I have taken this back road on the edge of the Mojave and stopped near a desert dirt trail. I've driven miles away from the Interstate to a place where my cellphone offers "no service," and my radio is only a mute, crackling reminder that civilization is out of reach from where I stand. I've done this on purpose, one of those spontaneous traveling moments that sometimes possess you, that won't let you go until you give into it and edge past your common sense. I wanted to experience a certain desert phenomenon I'd once read about—to stop along a deserted road and listen for something rare:

Silence...

...but not a 21st century silence. A seventh day of genesis silence. The music of geology. The kind inside planets and stars, not the pallid kind inside me.

Some have described it as a high hissing sound to the ears, like some empty, earthy recording tape.
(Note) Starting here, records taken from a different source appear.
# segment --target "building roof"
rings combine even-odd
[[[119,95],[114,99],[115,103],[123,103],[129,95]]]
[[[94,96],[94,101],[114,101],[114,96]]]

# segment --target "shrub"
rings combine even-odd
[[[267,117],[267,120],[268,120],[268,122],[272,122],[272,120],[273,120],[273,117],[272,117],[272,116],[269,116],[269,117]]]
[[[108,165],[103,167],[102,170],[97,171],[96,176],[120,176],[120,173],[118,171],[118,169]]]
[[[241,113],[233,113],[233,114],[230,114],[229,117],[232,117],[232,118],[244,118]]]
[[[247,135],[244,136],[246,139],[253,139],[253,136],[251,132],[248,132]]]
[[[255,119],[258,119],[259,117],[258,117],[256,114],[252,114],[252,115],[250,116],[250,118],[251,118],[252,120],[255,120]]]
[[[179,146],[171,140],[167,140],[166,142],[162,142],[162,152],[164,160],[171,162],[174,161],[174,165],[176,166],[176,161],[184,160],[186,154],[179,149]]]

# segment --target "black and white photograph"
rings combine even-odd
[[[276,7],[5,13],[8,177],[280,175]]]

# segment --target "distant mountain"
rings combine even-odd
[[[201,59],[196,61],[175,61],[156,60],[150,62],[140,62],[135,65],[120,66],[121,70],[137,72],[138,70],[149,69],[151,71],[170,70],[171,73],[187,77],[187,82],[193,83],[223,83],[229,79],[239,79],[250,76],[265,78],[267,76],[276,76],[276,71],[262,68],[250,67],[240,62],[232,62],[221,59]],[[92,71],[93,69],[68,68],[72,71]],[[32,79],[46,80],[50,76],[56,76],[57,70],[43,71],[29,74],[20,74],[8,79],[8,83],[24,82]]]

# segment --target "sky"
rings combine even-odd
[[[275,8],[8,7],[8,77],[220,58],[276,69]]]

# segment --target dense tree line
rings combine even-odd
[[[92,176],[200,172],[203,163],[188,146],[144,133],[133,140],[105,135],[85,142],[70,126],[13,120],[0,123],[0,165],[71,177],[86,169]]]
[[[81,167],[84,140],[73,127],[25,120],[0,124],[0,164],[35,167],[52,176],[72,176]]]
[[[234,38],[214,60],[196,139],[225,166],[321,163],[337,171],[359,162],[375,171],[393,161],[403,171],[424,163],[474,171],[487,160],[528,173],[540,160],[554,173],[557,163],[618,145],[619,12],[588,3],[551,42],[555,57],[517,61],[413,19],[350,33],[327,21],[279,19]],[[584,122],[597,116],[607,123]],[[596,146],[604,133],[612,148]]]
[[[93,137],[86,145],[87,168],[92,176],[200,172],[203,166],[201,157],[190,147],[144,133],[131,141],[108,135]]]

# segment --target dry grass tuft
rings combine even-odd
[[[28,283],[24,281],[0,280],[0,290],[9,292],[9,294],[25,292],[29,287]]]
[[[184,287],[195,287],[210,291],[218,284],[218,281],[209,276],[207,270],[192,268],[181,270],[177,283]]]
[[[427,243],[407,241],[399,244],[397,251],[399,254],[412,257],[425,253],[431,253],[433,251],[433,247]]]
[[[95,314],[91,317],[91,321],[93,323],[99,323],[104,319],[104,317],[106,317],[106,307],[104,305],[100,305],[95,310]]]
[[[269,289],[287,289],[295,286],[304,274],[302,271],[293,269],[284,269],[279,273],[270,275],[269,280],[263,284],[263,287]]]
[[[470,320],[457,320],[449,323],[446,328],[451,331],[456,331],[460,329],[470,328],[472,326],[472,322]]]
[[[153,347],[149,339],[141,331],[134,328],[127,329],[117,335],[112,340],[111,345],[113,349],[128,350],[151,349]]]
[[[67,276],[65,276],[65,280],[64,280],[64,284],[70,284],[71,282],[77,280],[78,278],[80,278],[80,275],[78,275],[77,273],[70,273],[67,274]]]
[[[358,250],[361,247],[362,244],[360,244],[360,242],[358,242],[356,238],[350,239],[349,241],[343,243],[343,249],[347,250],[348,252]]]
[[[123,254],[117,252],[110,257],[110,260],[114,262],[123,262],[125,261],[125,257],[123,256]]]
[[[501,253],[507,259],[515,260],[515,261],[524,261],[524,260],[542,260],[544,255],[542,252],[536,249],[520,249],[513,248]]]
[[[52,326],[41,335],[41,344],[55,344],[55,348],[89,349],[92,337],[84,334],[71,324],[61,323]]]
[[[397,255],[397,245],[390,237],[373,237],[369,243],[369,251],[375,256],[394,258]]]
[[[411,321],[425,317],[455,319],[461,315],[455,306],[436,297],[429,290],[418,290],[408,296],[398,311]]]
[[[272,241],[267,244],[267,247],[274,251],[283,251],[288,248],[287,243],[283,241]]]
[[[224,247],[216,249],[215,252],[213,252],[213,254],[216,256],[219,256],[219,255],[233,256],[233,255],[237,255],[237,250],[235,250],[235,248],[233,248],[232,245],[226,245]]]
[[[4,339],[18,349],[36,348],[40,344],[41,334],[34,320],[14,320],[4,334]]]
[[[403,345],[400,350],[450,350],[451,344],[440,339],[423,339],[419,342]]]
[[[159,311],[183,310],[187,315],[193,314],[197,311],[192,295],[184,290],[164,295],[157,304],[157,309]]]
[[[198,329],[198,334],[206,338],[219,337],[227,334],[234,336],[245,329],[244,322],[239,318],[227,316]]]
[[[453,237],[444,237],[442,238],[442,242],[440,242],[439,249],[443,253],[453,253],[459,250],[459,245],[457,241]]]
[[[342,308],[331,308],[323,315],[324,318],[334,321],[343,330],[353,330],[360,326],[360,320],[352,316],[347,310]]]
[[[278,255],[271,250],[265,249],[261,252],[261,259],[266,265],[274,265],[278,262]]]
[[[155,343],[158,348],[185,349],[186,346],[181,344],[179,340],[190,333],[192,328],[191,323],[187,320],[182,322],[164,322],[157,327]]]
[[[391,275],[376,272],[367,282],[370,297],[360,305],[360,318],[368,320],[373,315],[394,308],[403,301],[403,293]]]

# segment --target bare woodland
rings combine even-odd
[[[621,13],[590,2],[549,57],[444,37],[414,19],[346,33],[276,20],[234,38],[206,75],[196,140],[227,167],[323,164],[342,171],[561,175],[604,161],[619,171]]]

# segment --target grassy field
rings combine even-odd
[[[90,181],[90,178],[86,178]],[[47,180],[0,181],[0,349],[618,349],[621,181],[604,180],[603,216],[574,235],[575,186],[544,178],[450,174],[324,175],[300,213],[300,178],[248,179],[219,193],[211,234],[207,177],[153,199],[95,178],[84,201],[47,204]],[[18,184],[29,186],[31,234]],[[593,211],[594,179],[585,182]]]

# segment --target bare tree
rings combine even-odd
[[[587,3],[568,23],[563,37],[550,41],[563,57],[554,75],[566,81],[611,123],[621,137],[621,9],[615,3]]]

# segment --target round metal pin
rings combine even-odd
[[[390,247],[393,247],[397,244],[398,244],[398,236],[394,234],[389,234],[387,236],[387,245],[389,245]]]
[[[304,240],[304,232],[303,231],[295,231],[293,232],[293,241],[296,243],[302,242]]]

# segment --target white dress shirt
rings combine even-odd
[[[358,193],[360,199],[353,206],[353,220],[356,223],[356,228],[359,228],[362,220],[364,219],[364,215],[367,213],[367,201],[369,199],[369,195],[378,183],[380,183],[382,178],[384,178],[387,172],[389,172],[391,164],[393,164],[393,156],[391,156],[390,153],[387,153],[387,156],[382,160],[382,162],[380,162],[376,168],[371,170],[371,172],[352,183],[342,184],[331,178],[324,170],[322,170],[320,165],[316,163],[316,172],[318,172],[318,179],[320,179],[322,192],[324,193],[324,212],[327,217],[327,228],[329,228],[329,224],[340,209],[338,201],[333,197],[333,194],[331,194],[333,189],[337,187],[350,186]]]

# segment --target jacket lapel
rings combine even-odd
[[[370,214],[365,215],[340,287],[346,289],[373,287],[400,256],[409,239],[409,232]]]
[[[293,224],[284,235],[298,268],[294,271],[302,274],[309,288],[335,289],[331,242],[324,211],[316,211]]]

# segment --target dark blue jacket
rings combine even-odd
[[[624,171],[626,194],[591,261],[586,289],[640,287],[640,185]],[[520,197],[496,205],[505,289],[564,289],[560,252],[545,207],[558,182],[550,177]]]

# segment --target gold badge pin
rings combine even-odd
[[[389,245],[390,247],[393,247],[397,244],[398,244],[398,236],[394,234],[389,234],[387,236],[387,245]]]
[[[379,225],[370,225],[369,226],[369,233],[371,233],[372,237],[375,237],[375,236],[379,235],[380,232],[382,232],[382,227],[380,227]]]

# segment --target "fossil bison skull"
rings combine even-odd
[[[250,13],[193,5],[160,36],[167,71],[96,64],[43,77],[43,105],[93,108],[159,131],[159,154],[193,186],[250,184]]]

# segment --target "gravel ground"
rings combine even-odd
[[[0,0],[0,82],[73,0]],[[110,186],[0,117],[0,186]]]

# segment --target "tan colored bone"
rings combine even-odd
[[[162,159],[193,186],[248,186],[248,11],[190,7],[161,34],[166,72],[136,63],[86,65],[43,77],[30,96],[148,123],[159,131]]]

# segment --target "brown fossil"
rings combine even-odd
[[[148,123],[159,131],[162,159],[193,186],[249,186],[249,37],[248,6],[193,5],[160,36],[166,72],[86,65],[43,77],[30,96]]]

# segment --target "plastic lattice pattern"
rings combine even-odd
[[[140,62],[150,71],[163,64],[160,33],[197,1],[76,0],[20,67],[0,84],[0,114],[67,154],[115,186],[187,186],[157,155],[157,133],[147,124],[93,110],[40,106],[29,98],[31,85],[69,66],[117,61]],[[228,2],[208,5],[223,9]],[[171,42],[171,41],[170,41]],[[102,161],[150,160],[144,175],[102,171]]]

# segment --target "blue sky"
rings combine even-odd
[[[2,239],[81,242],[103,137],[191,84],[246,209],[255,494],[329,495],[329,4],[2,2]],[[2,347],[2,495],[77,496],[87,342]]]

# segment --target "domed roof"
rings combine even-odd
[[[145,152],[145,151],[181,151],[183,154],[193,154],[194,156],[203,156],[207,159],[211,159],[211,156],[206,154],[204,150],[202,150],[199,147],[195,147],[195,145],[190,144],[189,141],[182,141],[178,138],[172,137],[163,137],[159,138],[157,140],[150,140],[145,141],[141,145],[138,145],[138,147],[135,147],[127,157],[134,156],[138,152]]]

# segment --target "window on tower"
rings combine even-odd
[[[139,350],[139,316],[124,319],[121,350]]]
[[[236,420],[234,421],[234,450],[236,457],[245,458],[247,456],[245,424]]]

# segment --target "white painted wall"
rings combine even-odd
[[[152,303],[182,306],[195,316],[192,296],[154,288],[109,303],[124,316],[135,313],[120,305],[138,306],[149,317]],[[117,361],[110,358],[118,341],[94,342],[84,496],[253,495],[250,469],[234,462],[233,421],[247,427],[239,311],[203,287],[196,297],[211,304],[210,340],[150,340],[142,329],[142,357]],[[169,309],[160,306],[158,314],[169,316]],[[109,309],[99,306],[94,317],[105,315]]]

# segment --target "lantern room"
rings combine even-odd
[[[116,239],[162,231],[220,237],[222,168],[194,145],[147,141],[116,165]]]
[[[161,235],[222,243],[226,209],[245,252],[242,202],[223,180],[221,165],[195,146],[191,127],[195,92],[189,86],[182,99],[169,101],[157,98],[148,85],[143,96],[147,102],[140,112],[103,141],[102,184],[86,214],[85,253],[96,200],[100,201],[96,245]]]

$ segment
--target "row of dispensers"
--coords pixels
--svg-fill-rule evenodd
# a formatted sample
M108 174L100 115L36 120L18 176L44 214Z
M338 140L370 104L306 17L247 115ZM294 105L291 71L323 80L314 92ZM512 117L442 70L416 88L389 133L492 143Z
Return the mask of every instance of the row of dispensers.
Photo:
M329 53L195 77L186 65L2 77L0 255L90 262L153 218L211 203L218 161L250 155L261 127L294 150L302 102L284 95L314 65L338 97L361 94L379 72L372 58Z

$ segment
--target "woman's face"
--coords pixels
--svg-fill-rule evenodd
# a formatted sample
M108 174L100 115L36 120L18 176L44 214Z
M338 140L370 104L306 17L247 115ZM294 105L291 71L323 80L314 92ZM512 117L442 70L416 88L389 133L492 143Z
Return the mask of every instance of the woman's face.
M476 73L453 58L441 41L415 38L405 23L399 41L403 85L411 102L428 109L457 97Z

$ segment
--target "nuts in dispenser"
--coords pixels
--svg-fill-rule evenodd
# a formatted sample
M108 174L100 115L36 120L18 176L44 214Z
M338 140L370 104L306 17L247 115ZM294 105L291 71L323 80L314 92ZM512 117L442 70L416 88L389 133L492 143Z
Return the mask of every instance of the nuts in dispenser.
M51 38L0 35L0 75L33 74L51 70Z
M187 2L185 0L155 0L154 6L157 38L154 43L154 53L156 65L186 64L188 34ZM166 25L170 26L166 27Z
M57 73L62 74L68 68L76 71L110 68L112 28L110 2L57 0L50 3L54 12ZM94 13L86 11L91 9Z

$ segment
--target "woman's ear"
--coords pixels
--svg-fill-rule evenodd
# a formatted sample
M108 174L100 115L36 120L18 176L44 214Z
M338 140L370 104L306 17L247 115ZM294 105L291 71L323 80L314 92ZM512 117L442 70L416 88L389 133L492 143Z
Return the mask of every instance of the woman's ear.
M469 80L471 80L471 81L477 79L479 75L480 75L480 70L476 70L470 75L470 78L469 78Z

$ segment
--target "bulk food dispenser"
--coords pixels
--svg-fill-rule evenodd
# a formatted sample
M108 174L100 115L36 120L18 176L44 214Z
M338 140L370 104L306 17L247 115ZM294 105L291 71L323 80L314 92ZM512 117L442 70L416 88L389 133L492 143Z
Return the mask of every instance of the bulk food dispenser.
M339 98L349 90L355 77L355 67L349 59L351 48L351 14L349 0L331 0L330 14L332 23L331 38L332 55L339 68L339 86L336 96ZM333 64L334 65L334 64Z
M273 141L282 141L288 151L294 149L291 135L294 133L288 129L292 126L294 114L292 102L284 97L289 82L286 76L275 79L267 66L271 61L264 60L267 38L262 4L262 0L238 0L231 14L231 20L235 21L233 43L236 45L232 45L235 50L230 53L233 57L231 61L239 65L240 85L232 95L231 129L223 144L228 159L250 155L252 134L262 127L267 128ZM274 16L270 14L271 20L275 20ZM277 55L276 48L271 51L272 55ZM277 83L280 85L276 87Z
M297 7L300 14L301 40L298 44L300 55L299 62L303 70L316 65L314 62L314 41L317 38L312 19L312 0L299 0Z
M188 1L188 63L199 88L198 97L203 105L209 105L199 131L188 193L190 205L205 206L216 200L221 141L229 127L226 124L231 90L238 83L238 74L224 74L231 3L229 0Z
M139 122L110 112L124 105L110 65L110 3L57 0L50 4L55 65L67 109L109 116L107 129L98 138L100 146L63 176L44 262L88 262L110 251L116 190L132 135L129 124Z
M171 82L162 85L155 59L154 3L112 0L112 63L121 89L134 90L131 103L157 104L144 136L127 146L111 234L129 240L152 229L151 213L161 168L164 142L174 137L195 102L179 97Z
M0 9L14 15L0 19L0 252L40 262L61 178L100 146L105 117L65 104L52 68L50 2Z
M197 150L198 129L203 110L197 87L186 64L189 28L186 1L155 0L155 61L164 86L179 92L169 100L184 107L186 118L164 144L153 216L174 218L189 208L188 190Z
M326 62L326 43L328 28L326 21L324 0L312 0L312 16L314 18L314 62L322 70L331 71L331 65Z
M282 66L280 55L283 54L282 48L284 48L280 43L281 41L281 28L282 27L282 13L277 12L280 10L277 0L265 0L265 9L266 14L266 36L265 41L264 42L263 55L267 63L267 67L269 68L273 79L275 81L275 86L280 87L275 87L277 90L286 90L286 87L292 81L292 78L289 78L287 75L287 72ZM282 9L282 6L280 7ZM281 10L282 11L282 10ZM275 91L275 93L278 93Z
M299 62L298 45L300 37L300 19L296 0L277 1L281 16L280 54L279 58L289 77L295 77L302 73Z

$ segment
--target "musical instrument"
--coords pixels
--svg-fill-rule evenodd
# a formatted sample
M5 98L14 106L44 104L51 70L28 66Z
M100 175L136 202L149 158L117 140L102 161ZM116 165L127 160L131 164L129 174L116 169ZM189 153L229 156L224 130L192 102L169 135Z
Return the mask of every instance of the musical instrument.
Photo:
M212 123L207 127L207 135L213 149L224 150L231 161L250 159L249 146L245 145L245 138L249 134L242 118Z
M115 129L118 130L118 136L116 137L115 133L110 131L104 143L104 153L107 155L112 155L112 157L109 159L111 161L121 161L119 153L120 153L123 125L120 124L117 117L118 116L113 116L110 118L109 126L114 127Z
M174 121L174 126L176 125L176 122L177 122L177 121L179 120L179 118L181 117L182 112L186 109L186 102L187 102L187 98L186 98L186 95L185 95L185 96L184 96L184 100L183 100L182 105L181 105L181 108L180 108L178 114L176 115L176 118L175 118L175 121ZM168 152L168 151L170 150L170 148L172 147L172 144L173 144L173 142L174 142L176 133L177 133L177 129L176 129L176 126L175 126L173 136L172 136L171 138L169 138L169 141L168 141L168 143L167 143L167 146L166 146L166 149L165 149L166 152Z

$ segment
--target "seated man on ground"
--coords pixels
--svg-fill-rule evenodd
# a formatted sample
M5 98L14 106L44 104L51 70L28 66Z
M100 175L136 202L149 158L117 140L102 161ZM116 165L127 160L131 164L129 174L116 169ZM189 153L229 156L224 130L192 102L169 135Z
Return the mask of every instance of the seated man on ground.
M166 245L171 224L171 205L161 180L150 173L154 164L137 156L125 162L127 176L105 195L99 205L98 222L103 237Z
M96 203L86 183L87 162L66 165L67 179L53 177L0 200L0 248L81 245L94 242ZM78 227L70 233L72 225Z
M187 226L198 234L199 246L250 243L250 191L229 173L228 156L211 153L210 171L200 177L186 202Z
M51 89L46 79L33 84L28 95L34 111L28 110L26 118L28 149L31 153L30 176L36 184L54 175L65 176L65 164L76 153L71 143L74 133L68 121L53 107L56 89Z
Desert literary guru Edward Abbey described it not so much a silence as a great stillness. I wanted to hear the sound of the earth empty of all movement, and, for a still moment, just a moment, the sound of myself empty of me.

I make myself settle down, calm, quiet. I take a step away from the snap, crackle, pop of the heat on my car's hood. And then another.

And another.

Standing now on the dirt road headed due south before me, I listen for the hiss of nothing.

The wind whips, then dies; I close my eyes...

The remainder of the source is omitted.